‘If something can shave off just half a degree, that means millions fewer impacted by heatwaves, crop failures or flooding.’
By
As global temperatures climb and extreme weather events become more frequent, scientists are exploring the use of solar geoengineering, a set of different measures all geared towards reflecting sunlight and cooling the Earth.
“The world is making progress on emissions,” says solar geoengineering researcher Dr Pete Irvine of the University of Chicago, “but even if every country meets its current pledges, we are still tracking towards more than 2.5 degrees of warming by century’s end.”
That level of warming could lead to severe impacts such as loss of biodiversity, health crises and unchecked polar melting, adds Irvine, who the cofounder of SRM360, a nonprofit hub investigating ways to reflect the heat of the sun.
There are other strong voices in the scientific community that argue solar geoengineering measures could – if successful – simply relieve the urgent pressure to implement necessary deep cuts to greenhouse gas emissions.
Irvine argues that emissions cuts need to happen come what may, and that solar geoengineering should not be seen as a substitute for emissions cuts or carbon removal schemes but as an added measure to help cool the planet.
Eliminating emissions will stop climate change from worsening, but to actually bring temperatures back down to a safer, more stable level will need removal of hundreds of billions of CO2 already in the atmosphere, says Irvine. “Solar geoengineering could help us manage risks along the way.”
Scientific techniques that seek to reflect the sun’s energy back into space, and thus cool Earth, are all referred to as solar geoengineering, or as sunlight reflection methods (SRM). There are two leading strategies aiming to do this.
There is stratospheric aerosol injection (SAI), which involves releasing fine, reflective particles, such as sulphur compounds, into the upper atmosphere. Scientists say it could reduce global temperatures by 1 degree if deployed widely.
The other option is marine cloud brightening (MCB). The goal here is to make low-lying clouds more reflective of sunlight. This is achieved by injecting tiny particles of sea salt into the clouds – making them brighter, and increasing their ability to reflect sunlight away from the Earth and back into space.
Irvine says that although SRMs are beneficial, none of them alone can fully address the root cause of the warming problem: the build-up of greenhouse gases in our atmosphere. “They can’t stop acidification of oceans or repair ecosystems already damaged by climate pressure.”
Their implementation can carry a risk of harmful side effects.
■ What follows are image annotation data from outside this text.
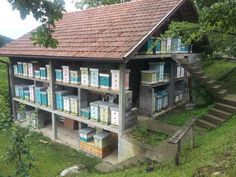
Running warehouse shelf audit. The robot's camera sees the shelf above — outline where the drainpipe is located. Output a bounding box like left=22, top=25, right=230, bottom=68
left=0, top=60, right=13, bottom=115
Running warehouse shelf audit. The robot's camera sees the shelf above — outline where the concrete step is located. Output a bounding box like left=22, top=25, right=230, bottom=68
left=211, top=85, right=222, bottom=92
left=193, top=71, right=204, bottom=77
left=214, top=103, right=236, bottom=113
left=189, top=66, right=201, bottom=72
left=217, top=89, right=228, bottom=98
left=199, top=76, right=210, bottom=83
left=203, top=113, right=225, bottom=124
left=196, top=119, right=217, bottom=129
left=206, top=80, right=216, bottom=87
left=221, top=95, right=236, bottom=107
left=208, top=108, right=232, bottom=119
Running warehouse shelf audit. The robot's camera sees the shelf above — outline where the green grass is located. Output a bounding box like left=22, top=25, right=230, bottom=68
left=203, top=60, right=236, bottom=94
left=158, top=107, right=209, bottom=126
left=130, top=124, right=168, bottom=146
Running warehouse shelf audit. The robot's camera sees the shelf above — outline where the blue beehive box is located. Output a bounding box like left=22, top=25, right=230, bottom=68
left=81, top=107, right=90, bottom=119
left=23, top=90, right=29, bottom=100
left=79, top=128, right=96, bottom=142
left=17, top=62, right=23, bottom=75
left=55, top=69, right=63, bottom=82
left=99, top=73, right=111, bottom=88
left=41, top=91, right=48, bottom=106
left=55, top=90, right=71, bottom=111
left=35, top=87, right=47, bottom=105
left=39, top=67, right=47, bottom=79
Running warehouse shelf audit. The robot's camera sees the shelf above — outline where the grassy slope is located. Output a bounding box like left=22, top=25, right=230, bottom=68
left=204, top=61, right=236, bottom=94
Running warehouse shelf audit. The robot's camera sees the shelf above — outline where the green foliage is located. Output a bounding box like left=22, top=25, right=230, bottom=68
left=8, top=0, right=65, bottom=48
left=166, top=0, right=236, bottom=56
left=131, top=124, right=168, bottom=146
left=75, top=0, right=131, bottom=9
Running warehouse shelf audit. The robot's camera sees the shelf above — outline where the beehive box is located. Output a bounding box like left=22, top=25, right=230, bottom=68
left=161, top=39, right=167, bottom=53
left=99, top=73, right=111, bottom=89
left=80, top=67, right=90, bottom=86
left=139, top=37, right=155, bottom=54
left=81, top=107, right=90, bottom=119
left=35, top=87, right=47, bottom=105
left=70, top=71, right=81, bottom=84
left=46, top=65, right=51, bottom=80
left=34, top=70, right=40, bottom=79
left=89, top=101, right=102, bottom=121
left=156, top=95, right=163, bottom=112
left=111, top=70, right=130, bottom=90
left=55, top=90, right=71, bottom=111
left=90, top=68, right=99, bottom=87
left=93, top=131, right=111, bottom=149
left=141, top=71, right=157, bottom=84
left=23, top=90, right=29, bottom=101
left=80, top=142, right=111, bottom=158
left=13, top=65, right=18, bottom=75
left=55, top=69, right=63, bottom=82
left=99, top=102, right=115, bottom=125
left=79, top=128, right=96, bottom=142
left=63, top=95, right=71, bottom=113
left=70, top=95, right=79, bottom=115
left=41, top=90, right=48, bottom=106
left=155, top=39, right=161, bottom=53
left=62, top=66, right=70, bottom=83
left=39, top=67, right=47, bottom=80
left=149, top=62, right=165, bottom=82
left=17, top=62, right=23, bottom=75
left=110, top=105, right=120, bottom=126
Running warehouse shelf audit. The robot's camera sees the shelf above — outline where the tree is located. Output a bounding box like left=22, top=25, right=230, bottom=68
left=8, top=0, right=65, bottom=48
left=75, top=0, right=130, bottom=9
left=166, top=0, right=236, bottom=56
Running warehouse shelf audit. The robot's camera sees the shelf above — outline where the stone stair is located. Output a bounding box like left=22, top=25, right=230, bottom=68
left=172, top=55, right=236, bottom=129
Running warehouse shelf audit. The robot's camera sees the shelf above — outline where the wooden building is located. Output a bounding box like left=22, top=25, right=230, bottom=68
left=0, top=0, right=199, bottom=161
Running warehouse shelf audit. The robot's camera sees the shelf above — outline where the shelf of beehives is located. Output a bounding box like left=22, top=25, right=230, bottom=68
left=54, top=110, right=119, bottom=133
left=14, top=75, right=49, bottom=83
left=131, top=53, right=192, bottom=59
left=13, top=98, right=53, bottom=112
left=141, top=81, right=170, bottom=87
left=152, top=101, right=186, bottom=118
left=56, top=82, right=119, bottom=95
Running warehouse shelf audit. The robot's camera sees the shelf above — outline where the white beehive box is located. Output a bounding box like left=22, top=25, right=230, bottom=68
left=70, top=95, right=79, bottom=115
left=111, top=70, right=130, bottom=90
left=90, top=68, right=99, bottom=87
left=90, top=101, right=102, bottom=121
left=99, top=102, right=115, bottom=124
left=46, top=65, right=51, bottom=80
left=62, top=66, right=70, bottom=83
left=29, top=85, right=35, bottom=102
left=80, top=68, right=89, bottom=86
left=110, top=105, right=119, bottom=126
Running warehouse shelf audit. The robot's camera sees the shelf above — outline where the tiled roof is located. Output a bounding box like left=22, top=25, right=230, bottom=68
left=0, top=0, right=183, bottom=60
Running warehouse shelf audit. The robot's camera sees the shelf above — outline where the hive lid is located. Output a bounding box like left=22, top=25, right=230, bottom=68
left=80, top=127, right=95, bottom=134
left=93, top=131, right=111, bottom=140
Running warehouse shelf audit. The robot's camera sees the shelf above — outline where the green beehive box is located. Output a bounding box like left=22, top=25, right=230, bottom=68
left=141, top=71, right=157, bottom=84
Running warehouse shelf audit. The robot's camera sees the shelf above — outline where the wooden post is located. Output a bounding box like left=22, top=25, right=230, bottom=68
left=7, top=58, right=17, bottom=120
left=175, top=140, right=181, bottom=166
left=191, top=126, right=196, bottom=148
left=169, top=60, right=176, bottom=107
left=49, top=60, right=57, bottom=140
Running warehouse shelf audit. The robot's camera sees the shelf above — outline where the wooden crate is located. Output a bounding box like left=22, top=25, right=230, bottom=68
left=90, top=68, right=99, bottom=87
left=80, top=142, right=112, bottom=158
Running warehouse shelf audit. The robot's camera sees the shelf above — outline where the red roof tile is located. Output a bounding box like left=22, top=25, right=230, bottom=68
left=0, top=0, right=184, bottom=60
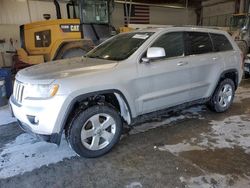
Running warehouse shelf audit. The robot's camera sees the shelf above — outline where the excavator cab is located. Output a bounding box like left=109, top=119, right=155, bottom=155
left=17, top=0, right=116, bottom=67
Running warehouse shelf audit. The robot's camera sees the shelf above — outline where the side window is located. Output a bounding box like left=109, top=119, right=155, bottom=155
left=185, top=32, right=213, bottom=55
left=151, top=32, right=184, bottom=58
left=210, top=33, right=233, bottom=52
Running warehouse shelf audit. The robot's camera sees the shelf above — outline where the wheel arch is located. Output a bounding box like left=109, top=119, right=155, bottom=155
left=60, top=89, right=132, bottom=137
left=220, top=69, right=239, bottom=90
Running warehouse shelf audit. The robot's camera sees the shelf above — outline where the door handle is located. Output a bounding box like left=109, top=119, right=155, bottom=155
left=177, top=61, right=188, bottom=66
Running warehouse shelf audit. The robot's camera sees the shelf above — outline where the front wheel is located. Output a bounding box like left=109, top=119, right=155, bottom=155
left=209, top=78, right=235, bottom=112
left=67, top=105, right=122, bottom=158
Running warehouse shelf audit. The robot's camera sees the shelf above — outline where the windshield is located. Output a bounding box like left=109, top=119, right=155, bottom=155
left=231, top=15, right=247, bottom=29
left=86, top=32, right=153, bottom=61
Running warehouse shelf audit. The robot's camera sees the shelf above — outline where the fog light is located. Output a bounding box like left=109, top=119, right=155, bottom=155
left=27, top=115, right=39, bottom=125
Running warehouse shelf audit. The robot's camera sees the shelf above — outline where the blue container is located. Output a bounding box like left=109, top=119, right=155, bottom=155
left=0, top=68, right=13, bottom=98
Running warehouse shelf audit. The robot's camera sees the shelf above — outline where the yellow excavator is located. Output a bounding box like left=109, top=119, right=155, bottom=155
left=17, top=0, right=116, bottom=65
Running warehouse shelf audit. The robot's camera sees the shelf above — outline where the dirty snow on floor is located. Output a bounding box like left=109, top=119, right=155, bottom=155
left=0, top=105, right=16, bottom=126
left=180, top=174, right=250, bottom=188
left=234, top=87, right=250, bottom=103
left=158, top=115, right=250, bottom=155
left=129, top=105, right=206, bottom=135
left=0, top=133, right=76, bottom=179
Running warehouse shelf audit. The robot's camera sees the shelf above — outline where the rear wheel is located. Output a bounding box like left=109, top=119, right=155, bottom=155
left=209, top=78, right=235, bottom=112
left=67, top=105, right=122, bottom=158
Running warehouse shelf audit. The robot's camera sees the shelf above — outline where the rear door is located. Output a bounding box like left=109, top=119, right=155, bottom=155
left=139, top=32, right=190, bottom=113
left=185, top=32, right=224, bottom=100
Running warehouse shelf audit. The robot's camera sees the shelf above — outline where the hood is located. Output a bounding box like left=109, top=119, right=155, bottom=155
left=16, top=57, right=117, bottom=84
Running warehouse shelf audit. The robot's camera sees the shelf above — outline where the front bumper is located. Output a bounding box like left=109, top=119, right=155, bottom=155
left=9, top=96, right=68, bottom=144
left=17, top=120, right=62, bottom=145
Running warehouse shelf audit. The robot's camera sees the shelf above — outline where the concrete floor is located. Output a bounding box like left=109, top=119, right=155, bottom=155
left=0, top=80, right=250, bottom=188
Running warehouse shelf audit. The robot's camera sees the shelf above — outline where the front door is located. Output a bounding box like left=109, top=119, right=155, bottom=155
left=139, top=32, right=190, bottom=113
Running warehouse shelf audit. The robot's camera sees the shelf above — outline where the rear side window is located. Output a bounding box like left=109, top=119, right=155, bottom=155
left=210, top=33, right=233, bottom=52
left=151, top=32, right=184, bottom=58
left=185, top=32, right=213, bottom=55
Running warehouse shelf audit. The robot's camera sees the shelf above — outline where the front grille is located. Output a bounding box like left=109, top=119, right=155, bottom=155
left=13, top=80, right=24, bottom=103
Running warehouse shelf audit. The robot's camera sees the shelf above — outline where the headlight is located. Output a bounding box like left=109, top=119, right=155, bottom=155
left=24, top=84, right=59, bottom=99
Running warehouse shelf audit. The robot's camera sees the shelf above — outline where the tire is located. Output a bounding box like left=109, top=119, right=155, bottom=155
left=209, top=78, right=235, bottom=113
left=62, top=48, right=87, bottom=59
left=244, top=72, right=250, bottom=79
left=66, top=105, right=123, bottom=158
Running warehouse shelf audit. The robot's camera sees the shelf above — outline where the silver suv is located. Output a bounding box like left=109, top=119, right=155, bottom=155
left=10, top=27, right=243, bottom=157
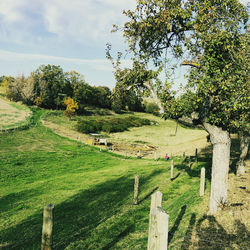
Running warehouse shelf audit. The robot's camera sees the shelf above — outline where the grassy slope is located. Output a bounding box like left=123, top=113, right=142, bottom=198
left=0, top=109, right=210, bottom=249
left=46, top=111, right=208, bottom=158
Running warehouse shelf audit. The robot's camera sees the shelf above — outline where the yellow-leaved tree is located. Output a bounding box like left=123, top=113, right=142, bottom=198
left=64, top=97, right=78, bottom=118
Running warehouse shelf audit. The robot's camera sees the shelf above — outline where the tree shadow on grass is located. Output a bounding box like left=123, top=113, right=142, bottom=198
left=168, top=205, right=187, bottom=243
left=0, top=189, right=42, bottom=214
left=181, top=214, right=250, bottom=250
left=0, top=170, right=162, bottom=249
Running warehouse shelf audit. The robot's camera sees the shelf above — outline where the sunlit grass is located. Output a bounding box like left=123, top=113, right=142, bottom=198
left=0, top=111, right=209, bottom=249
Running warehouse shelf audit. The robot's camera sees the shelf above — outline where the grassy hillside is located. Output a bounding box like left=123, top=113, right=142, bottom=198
left=45, top=111, right=208, bottom=158
left=0, top=108, right=211, bottom=249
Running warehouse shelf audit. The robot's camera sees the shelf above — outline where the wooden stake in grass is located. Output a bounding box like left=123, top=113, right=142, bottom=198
left=170, top=160, right=174, bottom=179
left=134, top=175, right=139, bottom=205
left=150, top=191, right=162, bottom=214
left=41, top=204, right=54, bottom=250
left=148, top=207, right=169, bottom=250
left=200, top=168, right=205, bottom=196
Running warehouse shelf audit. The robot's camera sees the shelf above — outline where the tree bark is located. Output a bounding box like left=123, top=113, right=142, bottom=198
left=174, top=120, right=179, bottom=136
left=236, top=132, right=249, bottom=176
left=203, top=123, right=231, bottom=213
left=143, top=81, right=164, bottom=114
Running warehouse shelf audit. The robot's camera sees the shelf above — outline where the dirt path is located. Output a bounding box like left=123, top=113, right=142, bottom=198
left=42, top=120, right=209, bottom=159
left=0, top=98, right=31, bottom=129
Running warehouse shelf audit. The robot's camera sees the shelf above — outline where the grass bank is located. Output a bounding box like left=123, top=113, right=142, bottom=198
left=0, top=108, right=212, bottom=249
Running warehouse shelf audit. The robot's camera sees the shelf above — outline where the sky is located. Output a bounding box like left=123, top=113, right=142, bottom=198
left=0, top=0, right=248, bottom=88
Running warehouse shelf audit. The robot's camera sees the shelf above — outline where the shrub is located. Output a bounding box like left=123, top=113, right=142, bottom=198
left=77, top=116, right=151, bottom=133
left=145, top=102, right=159, bottom=115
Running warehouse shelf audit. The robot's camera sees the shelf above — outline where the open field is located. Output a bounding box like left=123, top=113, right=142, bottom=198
left=0, top=98, right=31, bottom=129
left=0, top=108, right=206, bottom=249
left=45, top=111, right=209, bottom=158
left=0, top=107, right=250, bottom=250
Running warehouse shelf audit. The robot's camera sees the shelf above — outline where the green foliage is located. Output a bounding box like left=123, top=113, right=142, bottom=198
left=111, top=82, right=143, bottom=113
left=32, top=64, right=73, bottom=109
left=120, top=0, right=250, bottom=133
left=77, top=116, right=150, bottom=134
left=145, top=102, right=159, bottom=115
left=0, top=64, right=111, bottom=111
left=0, top=110, right=211, bottom=249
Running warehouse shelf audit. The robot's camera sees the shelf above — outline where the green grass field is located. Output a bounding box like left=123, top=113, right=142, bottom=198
left=0, top=110, right=213, bottom=249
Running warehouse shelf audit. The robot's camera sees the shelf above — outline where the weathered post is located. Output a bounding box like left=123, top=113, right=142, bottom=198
left=188, top=156, right=192, bottom=168
left=170, top=160, right=174, bottom=179
left=200, top=168, right=205, bottom=196
left=195, top=148, right=198, bottom=162
left=134, top=175, right=139, bottom=205
left=148, top=207, right=169, bottom=250
left=41, top=204, right=54, bottom=250
left=150, top=191, right=162, bottom=214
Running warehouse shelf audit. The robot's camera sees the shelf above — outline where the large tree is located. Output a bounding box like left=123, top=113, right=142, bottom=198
left=114, top=0, right=249, bottom=212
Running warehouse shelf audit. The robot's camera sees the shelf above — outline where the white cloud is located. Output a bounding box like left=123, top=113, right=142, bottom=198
left=0, top=0, right=136, bottom=44
left=0, top=50, right=132, bottom=72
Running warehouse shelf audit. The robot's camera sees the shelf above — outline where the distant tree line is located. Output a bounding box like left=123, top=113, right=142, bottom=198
left=0, top=65, right=148, bottom=114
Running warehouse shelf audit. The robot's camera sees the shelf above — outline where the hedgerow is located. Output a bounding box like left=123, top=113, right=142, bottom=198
left=76, top=116, right=151, bottom=134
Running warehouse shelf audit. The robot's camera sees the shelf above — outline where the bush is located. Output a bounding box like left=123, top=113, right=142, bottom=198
left=77, top=116, right=151, bottom=134
left=145, top=102, right=159, bottom=115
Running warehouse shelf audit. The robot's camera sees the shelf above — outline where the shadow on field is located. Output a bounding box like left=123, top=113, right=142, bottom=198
left=168, top=205, right=187, bottom=243
left=181, top=213, right=250, bottom=250
left=0, top=170, right=162, bottom=249
left=0, top=189, right=42, bottom=213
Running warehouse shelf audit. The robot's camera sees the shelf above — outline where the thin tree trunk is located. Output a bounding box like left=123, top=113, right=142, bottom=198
left=203, top=123, right=231, bottom=213
left=236, top=132, right=249, bottom=176
left=143, top=81, right=164, bottom=114
left=174, top=120, right=179, bottom=136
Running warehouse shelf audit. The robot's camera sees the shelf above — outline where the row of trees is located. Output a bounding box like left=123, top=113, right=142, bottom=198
left=0, top=65, right=144, bottom=114
left=110, top=0, right=250, bottom=212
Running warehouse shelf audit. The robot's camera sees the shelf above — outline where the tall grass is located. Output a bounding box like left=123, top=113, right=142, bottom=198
left=0, top=110, right=211, bottom=249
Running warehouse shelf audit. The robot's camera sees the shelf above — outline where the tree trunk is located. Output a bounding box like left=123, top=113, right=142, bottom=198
left=236, top=132, right=249, bottom=176
left=203, top=123, right=231, bottom=213
left=143, top=81, right=164, bottom=114
left=174, top=120, right=179, bottom=136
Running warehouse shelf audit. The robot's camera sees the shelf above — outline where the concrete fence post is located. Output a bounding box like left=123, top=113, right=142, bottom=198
left=200, top=168, right=205, bottom=196
left=134, top=175, right=139, bottom=205
left=41, top=204, right=54, bottom=250
left=170, top=160, right=174, bottom=179
left=195, top=148, right=198, bottom=162
left=150, top=191, right=162, bottom=214
left=147, top=191, right=169, bottom=250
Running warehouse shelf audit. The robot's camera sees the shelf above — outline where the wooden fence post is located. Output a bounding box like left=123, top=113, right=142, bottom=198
left=200, top=168, right=205, bottom=196
left=134, top=175, right=139, bottom=205
left=41, top=204, right=54, bottom=250
left=148, top=207, right=169, bottom=250
left=150, top=191, right=162, bottom=214
left=170, top=160, right=174, bottom=179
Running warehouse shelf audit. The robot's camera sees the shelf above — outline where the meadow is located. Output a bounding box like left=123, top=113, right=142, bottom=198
left=0, top=108, right=249, bottom=250
left=0, top=110, right=213, bottom=249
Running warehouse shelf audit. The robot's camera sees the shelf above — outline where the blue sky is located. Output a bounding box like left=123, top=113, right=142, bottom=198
left=0, top=0, right=247, bottom=88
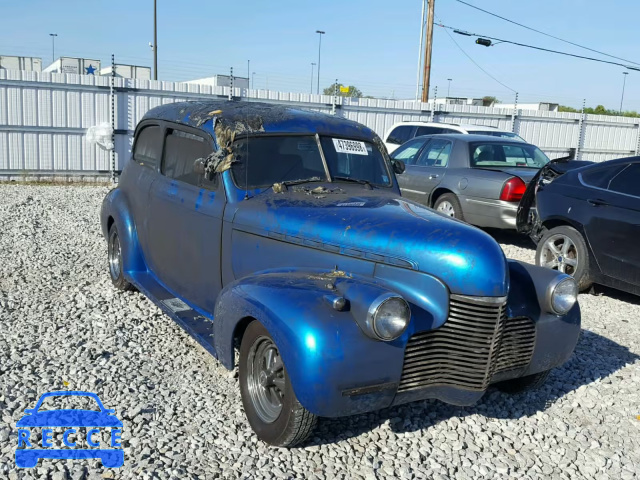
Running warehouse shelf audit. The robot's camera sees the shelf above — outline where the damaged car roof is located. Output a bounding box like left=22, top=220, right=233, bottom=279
left=143, top=100, right=376, bottom=140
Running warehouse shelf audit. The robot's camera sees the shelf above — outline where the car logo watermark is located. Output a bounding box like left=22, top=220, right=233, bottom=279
left=16, top=391, right=124, bottom=468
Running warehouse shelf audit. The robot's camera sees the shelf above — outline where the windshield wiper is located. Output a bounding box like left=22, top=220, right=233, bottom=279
left=331, top=175, right=373, bottom=190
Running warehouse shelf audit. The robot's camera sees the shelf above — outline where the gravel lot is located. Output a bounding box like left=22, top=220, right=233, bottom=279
left=0, top=184, right=640, bottom=479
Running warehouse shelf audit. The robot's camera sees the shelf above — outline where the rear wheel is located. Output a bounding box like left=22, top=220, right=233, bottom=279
left=433, top=193, right=464, bottom=220
left=239, top=321, right=317, bottom=447
left=536, top=225, right=593, bottom=291
left=494, top=370, right=551, bottom=393
left=107, top=223, right=133, bottom=290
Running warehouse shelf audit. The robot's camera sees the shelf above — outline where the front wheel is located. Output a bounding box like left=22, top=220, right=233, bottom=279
left=536, top=225, right=592, bottom=291
left=433, top=193, right=464, bottom=220
left=239, top=320, right=317, bottom=447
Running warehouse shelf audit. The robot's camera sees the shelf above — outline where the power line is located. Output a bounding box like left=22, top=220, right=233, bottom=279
left=436, top=15, right=516, bottom=93
left=456, top=0, right=640, bottom=65
left=438, top=23, right=640, bottom=72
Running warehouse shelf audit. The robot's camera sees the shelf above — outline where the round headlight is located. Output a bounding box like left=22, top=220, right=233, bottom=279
left=551, top=277, right=578, bottom=315
left=369, top=295, right=411, bottom=341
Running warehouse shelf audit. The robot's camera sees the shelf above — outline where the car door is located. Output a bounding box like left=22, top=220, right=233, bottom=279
left=391, top=137, right=430, bottom=201
left=148, top=126, right=225, bottom=313
left=404, top=138, right=453, bottom=205
left=579, top=162, right=640, bottom=284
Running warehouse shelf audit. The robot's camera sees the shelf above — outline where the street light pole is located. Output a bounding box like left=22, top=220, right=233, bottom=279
left=620, top=72, right=629, bottom=115
left=316, top=30, right=325, bottom=94
left=153, top=0, right=158, bottom=80
left=49, top=33, right=58, bottom=63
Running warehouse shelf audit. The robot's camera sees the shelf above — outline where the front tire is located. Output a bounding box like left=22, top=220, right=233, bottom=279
left=239, top=320, right=317, bottom=447
left=433, top=193, right=464, bottom=220
left=536, top=225, right=593, bottom=291
left=494, top=370, right=551, bottom=394
left=107, top=223, right=133, bottom=291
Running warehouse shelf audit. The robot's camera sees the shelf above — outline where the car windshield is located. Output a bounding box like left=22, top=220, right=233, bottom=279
left=231, top=135, right=391, bottom=189
left=469, top=130, right=524, bottom=142
left=469, top=143, right=549, bottom=168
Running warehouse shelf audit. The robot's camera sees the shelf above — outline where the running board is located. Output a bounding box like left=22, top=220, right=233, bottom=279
left=126, top=271, right=218, bottom=358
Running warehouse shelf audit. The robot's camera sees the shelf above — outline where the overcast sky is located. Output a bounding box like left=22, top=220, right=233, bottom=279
left=5, top=0, right=640, bottom=110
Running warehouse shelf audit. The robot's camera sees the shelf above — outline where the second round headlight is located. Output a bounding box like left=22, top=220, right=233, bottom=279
left=369, top=296, right=411, bottom=341
left=551, top=278, right=578, bottom=315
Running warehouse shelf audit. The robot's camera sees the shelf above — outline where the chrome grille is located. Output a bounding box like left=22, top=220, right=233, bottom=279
left=494, top=317, right=536, bottom=373
left=398, top=295, right=507, bottom=392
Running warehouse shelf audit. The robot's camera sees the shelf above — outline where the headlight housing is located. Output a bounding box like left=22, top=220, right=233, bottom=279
left=549, top=277, right=578, bottom=315
left=367, top=294, right=411, bottom=342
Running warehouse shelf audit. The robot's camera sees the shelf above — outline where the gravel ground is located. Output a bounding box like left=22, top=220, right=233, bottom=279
left=0, top=184, right=640, bottom=479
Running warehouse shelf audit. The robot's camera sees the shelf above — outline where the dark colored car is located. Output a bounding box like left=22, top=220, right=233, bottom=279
left=101, top=102, right=580, bottom=446
left=391, top=134, right=549, bottom=229
left=518, top=157, right=640, bottom=295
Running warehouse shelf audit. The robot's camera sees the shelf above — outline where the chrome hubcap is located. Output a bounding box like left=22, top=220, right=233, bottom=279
left=540, top=234, right=579, bottom=275
left=247, top=337, right=285, bottom=423
left=109, top=230, right=122, bottom=280
left=436, top=200, right=456, bottom=217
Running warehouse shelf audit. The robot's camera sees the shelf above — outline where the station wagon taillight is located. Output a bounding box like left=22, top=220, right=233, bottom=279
left=500, top=177, right=527, bottom=202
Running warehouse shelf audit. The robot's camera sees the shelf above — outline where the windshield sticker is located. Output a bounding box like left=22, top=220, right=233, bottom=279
left=331, top=138, right=369, bottom=155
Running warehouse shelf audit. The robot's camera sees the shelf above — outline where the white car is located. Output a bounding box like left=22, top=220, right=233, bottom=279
left=384, top=122, right=525, bottom=153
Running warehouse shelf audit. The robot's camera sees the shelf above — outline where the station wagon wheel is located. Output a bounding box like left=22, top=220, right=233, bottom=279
left=536, top=225, right=592, bottom=290
left=107, top=223, right=133, bottom=290
left=239, top=320, right=317, bottom=447
left=433, top=193, right=463, bottom=220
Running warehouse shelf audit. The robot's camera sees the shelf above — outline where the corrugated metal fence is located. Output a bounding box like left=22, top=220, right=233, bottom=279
left=0, top=70, right=640, bottom=178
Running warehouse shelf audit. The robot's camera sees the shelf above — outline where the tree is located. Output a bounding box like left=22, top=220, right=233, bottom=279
left=322, top=83, right=362, bottom=98
left=482, top=95, right=500, bottom=107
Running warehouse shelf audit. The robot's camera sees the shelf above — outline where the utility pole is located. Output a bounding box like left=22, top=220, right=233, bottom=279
left=620, top=72, right=629, bottom=115
left=153, top=0, right=158, bottom=80
left=49, top=33, right=57, bottom=62
left=422, top=0, right=436, bottom=103
left=316, top=30, right=325, bottom=94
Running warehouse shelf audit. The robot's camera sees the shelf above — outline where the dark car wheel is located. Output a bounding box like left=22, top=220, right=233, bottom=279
left=433, top=193, right=464, bottom=220
left=240, top=321, right=317, bottom=447
left=494, top=370, right=551, bottom=393
left=536, top=226, right=593, bottom=291
left=107, top=223, right=133, bottom=290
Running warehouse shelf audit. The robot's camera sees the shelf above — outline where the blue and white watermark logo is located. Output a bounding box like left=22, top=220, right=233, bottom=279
left=16, top=391, right=124, bottom=468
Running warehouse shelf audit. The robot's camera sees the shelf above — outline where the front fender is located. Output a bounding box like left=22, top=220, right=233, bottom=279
left=214, top=271, right=446, bottom=417
left=100, top=188, right=147, bottom=275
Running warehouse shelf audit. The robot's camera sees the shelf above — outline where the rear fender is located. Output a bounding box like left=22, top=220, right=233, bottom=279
left=100, top=188, right=147, bottom=274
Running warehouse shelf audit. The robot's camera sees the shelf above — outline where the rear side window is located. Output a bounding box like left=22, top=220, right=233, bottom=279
left=416, top=127, right=448, bottom=137
left=133, top=125, right=162, bottom=169
left=391, top=138, right=429, bottom=165
left=162, top=130, right=211, bottom=185
left=417, top=138, right=451, bottom=167
left=609, top=163, right=640, bottom=197
left=580, top=165, right=626, bottom=190
left=387, top=125, right=414, bottom=145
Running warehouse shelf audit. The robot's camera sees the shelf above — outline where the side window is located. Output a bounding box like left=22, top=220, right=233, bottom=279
left=387, top=125, right=414, bottom=145
left=609, top=163, right=640, bottom=197
left=391, top=139, right=429, bottom=165
left=580, top=164, right=627, bottom=190
left=416, top=127, right=449, bottom=137
left=161, top=130, right=211, bottom=185
left=133, top=125, right=162, bottom=169
left=417, top=138, right=451, bottom=167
Measures to introduce SAI, for instance, could result in increases, albeit mild, in acid rain, and potential delays in healing of the ozone layer.
And there is even a risk of a “termination shock”, Irvine adds, which is a risk of a rapid spike in temperature if SRMs were started and then abruptly halted.
The global politics involved could be tricky, too, he says, if countries become suspicious of each other’s actions or motives. “Imagine a powerful country deploying SRM unilaterally. Even if their intention was to benefit everyone, perception matters. What happens if droughts or storms are blamed, rightly or wrongly, on their actions? The risk of conflict, or global mistrust, is real.”